NATO-Generalsekretär Anders Fogh Rasmussen erklärte am Abend in Brüssel, das Gaddafi-Regime füge der libyschen Bevölkerung Leid zu. Die NATO bleibe daher bei ihrer Linie, bis die Bedrohung vorbei sei.
Der Agentur AFP sagte ein Vertreter der Militärallianz: "Wir wollen Taten, nicht Worte sehen." Man werde mit dem Einsatz weitermachen, bis sämtliche Truppen Gaddafis in ihre Stützpunkte zurückgekehrt seien, die Angriffe auf Zivilisten beendet hätten und ein sicherer und dauerhafter Zugang für Hilfslieferungen gewährleistet sei. "Wir werden den Druck aufrechterhalten, bis das UN-Mandat erfüllt ist", betonte er.
Auch der oppositionelle Nationale Übergangsrat in Libyen wies das Angebot Gaddafis als nicht glaubwürdig zurück.

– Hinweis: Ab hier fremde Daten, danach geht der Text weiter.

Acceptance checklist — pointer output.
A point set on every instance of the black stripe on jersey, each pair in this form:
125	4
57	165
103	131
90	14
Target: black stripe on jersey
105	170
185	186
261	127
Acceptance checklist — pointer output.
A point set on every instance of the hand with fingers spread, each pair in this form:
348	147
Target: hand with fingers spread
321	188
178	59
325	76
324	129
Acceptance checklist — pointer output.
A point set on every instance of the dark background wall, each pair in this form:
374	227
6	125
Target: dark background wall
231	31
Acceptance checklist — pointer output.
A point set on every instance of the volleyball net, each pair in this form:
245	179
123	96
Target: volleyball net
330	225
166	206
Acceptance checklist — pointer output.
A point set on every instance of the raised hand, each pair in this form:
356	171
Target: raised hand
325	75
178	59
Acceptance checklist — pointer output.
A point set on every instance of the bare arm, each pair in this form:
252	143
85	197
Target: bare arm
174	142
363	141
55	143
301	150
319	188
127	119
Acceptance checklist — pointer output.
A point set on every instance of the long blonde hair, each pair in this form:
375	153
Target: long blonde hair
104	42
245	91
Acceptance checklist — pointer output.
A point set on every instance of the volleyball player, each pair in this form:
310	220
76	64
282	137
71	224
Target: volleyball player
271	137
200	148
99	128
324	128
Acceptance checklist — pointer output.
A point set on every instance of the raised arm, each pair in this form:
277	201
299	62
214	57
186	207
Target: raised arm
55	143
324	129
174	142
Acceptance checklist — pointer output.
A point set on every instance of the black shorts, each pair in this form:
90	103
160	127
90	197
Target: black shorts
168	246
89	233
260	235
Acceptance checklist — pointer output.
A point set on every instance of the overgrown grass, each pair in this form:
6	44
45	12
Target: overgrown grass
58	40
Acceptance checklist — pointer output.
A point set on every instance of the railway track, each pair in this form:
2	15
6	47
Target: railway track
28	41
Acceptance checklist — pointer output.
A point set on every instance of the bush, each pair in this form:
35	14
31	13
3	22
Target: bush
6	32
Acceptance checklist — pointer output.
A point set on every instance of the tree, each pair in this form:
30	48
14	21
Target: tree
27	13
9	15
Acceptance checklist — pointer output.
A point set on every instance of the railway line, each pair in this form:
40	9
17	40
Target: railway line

Der Rat betonte, der Diktator könne keine Rolle mehr für die Zukunft des Landes spielen. "Die Zeit für einen Kompromiss ist vorbei", sagte der stellvertretende Vorsitzende des Gremiums, Abdelhafizh Ghoga.
Machtverzicht ausgeschlossen
Gaddafi hatte zuvor in einer vom libyschen Staatsfernsehen übertragenen Rede gesagt, er sei bereit, ohne Vorbedingungen mit Frankreich und den USA zu verhandeln. Zugleich bezeichnete er die Rebellen als "Terroristen", die aus Algerien, Ägypten, Tunesien und Afghanistan kämen.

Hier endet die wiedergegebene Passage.